问题
I'll start by disclosing that I'm a machine learning and Keras novice and don't know much beyond general CNN binary classifiers. I'm trying to perform pixelwise multi-class classification using a U-Net architecture (TF backend) on many 256x256 images. In other words, I input a 256x256 image, and I want it to output a 256x256 "mask" (or label image) where the values are integers from 0-30 (each integer represents a unique class). I'm training on 2 1080Ti NVIDIA GPUs.
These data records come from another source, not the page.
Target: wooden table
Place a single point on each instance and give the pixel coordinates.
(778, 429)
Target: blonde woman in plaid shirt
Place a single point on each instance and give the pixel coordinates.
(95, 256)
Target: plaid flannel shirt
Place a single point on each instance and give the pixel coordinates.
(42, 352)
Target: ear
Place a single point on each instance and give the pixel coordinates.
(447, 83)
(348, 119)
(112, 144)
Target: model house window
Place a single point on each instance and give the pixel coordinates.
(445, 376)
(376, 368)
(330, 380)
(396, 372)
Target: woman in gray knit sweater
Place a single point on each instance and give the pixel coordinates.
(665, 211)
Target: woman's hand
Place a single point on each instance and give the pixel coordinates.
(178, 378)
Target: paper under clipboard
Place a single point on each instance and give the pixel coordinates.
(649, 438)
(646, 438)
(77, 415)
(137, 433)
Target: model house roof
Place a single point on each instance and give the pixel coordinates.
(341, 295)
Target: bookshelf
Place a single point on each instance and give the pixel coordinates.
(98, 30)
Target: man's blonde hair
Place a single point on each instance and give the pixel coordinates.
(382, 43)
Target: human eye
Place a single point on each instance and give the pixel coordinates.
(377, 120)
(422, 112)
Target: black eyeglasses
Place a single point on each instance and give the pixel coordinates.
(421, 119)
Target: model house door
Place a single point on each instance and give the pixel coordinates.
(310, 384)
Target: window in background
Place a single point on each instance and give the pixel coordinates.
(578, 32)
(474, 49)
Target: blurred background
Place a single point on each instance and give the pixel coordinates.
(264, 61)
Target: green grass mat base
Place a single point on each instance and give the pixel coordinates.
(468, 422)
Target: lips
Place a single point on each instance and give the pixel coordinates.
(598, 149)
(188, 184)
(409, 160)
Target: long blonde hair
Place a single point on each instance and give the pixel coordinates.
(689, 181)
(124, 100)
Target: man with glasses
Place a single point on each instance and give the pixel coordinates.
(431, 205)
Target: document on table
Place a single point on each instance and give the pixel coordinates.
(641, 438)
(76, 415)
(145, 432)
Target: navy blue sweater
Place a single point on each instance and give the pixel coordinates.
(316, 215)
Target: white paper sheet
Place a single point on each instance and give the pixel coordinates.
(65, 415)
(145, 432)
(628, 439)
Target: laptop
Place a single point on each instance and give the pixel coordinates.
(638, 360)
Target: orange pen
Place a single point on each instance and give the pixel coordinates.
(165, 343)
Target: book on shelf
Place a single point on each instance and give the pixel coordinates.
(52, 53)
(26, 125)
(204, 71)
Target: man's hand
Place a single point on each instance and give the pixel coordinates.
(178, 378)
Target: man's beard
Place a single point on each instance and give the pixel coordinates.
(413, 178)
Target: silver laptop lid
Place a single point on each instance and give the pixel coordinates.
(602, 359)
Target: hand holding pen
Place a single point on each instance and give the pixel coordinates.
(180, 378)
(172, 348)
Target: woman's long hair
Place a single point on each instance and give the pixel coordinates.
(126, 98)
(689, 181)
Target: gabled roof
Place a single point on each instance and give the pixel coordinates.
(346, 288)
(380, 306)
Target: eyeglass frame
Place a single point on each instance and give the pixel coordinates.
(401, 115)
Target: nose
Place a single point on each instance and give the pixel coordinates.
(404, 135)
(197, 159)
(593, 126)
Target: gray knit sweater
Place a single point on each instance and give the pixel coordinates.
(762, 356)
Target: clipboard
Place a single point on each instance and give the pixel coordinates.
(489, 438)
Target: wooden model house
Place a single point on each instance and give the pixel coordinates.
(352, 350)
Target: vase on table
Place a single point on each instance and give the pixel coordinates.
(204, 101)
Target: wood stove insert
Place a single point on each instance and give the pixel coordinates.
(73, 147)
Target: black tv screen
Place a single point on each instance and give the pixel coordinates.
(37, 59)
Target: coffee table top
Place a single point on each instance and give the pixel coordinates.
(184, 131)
When I attempt to perform one-hot encoding, I get an OOM error, which is why I'm using sparse categorical cross entropy as my loss function instead of regular categorical cross entropy. However, when training my U-Net, my loss value is "nan" from start to finish (it initializes as nan and never changes). When I normalize my "masks" by dividing all values by 30 (so they go from 0-1), I get ~0.97 accuracy, which I'm guessing is because most of the labels in my image are 0 (and it's just outputting a bunch of 0s).
Here's the U-Net I'm using:
def unet(pretrained_weights = None,input_size = (256,256,1)):
inputs = keras.engine.input_layer.Input(input_size)
conv1 = Conv2D(64, 3, activation = 'relu', padding = 'same', kernel_initializer = 'he_normal')(inputs)
conv1 = Conv2D(64, 3, activation = 'relu', padding = 'same', kernel_initializer = 'he_normal')(conv1)
pool1 = MaxPooling2D(pool_size=(2, 2))(conv1)
conv2 = Conv2D(128, 3, activation = 'relu', padding = 'same', kernel_initializer = 'he_normal')(pool1)
conv2 = Conv2D(128, 3, activation = 'relu', padding = 'same', kernel_initializer = 'he_normal')(conv2)
pool2 = MaxPooling2D(pool_size=(2, 2))(conv2)
conv3 = Conv2D(256, 3, activation = 'relu', padding = 'same', kernel_initializer = 'he_normal')(pool2)
conv3 = Conv2D(256, 3, activation = 'relu', padding = 'same', kernel_initializer = 'he_normal')(conv3)
pool3 = MaxPooling2D(pool_size=(2, 2))(conv3)
conv4 = Conv2D(512, 3, activation = 'relu', padding = 'same', kernel_initializer = 'he_normal')(pool3)
conv4 = Conv2D(512, 3, activation = 'relu', padding = 'same', kernel_initializer = 'he_normal')(conv4)
#drop4 = Dropout(0.5)(conv4)
drop4 = SpatialDropout2D(0.5)(conv4)
pool4 = MaxPooling2D(pool_size=(2, 2))(drop4)
conv5 = Conv2D(1024, 3, activation = 'relu', padding = 'same', kernel_initializer = 'he_normal')(pool4)
conv5 = Conv2D(1024, 3, activation = 'relu', padding = 'same', kernel_initializer = 'he_normal')(conv5)
#drop5 = Dropout(0.5)(conv5)
drop5 = SpatialDropout2D(0.5)(conv5)
up6 = Conv2D(512, 2, activation = 'relu', padding = 'same', kernel_initializer = 'he_normal')(UpSampling2D(size = (2,2))(drop5))
merge6 = concatenate([drop4,up6], axis = 3)
conv6 = Conv2D(512, 3, activation = 'relu', padding = 'same', kernel_initializer = 'he_normal')(merge6)
conv6 = Conv2D(512, 3, activation = 'relu', padding = 'same', kernel_initializer = 'he_normal')(conv6)
up7 = Conv2D(256, 2, activation = 'relu', padding = 'same', kernel_initializer = 'he_normal')(UpSampling2D(size = (2,2))(conv6))
merge7 = concatenate([conv3,up7], axis = 3)
conv7 = Conv2D(256, 3, activation = 'relu', padding = 'same', kernel_initializer = 'he_normal')(merge7)
conv7 = Conv2D(256, 3, activation = 'relu', padding = 'same', kernel_initializer = 'he_normal')(conv7)
up8 = Conv2D(128, 2, activation = 'relu', padding = 'same', kernel_initializer = 'he_normal')(UpSampling2D(size = (2,2))(conv7))
merge8 = concatenate([conv2,up8], axis = 3)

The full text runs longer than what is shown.